Eglises d'Asie – Malaisie
Une décision de justice relative à l’interdiction du port du turban musulman à l’école provoque des remous
Publié le 18/03/2010
L’affaire remonte à 1997, lorsque trois garçons, alors âgés de 10, 11 et 13 ans, avaient été expulsés d’une école publique de l’Etat de Negeri Sembilan, situé dans la partie méridionale de la péninsule malaise. Le proviseur de l’école avait estimé que les jeunes musulmans ne devaient pas porter, dans l’enceinte de l’école, le “serban turban généralement associé à l’islam fondamentaliste, mais devaient se contenter du “songkok la coiffe traditionnelle des Malais. Un premier jugement avait ordonné la réintégration des élèves, puis un second jugement en appel, en août 1999, avait confirmé cette décision. Par le jugement du 22 novembre, le proviseur de l’école en question se voit reconnu le droit de ne pas accueillir un élève dont la tenue lui semble contrevenir au règlement intérieur de son établissement ou aux directives fixées par le ministère de l’Education.

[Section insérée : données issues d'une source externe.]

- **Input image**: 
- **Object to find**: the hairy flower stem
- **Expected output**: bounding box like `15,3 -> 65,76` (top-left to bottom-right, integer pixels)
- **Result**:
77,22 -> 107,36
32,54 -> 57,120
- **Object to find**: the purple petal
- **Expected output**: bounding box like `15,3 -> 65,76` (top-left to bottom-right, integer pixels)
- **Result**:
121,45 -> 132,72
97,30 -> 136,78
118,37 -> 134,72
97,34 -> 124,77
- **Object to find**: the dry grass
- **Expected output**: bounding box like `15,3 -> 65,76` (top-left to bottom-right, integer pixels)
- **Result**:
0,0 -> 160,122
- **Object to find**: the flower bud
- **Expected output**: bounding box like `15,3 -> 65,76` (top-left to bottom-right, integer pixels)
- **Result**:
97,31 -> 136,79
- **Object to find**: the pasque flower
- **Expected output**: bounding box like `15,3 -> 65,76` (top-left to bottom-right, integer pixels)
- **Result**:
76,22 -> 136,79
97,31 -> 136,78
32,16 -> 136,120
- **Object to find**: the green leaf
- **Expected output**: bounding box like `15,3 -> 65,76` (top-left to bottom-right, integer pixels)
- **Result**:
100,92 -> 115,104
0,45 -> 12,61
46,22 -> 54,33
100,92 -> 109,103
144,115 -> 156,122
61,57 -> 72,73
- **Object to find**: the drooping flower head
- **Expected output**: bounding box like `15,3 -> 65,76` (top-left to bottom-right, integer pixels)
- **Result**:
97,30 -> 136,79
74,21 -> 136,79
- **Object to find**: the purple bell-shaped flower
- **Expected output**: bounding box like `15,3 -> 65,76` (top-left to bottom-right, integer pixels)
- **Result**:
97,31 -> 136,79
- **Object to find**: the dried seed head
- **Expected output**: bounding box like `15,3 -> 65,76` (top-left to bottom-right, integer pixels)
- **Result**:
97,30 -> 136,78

Les réactions du PAS ont été immédiates, un de ses responsables estimant que la décision de justice était “un retour en arrière par rapport à une décision qui permettait la liberté d’expression des enfants”. Hatta Ramli, membre du comité exécutif du PAS, a ajouté : “Si on commence à interdire ce genre de liberté d’expression, nous n’aurons plus beaucoup de différence avec la France où ils ont interdit le foulard dans les écoles.” Mahfuz Omar, du comité exécutif du PAS, s’est interrogé sur la volonté du gouvernement d’empêcher le développement de l’islam. Les responsables des écoles, a-t-il déclaré, devraient se consacrer à améliorer le niveau académique de leurs élèves plutôt qu’à “réduire la liberté religieuse”. “Où est le mal à porter le serban ? Les sikhs portent bien un turban, eux s’est-il interrogé. En Malaisie, les filles musulmanes sont autorisées à porter le foulard à l’école et les garçons sikhs le turban (1). A France-Presse, un avocat a expliqué que cette différence de traitement tenait au fait que le serban est “associé aux imams et aux sages” et qu’il n’est porté par de jeunes garçons qu’au sein des milieux musulmans rigoristes.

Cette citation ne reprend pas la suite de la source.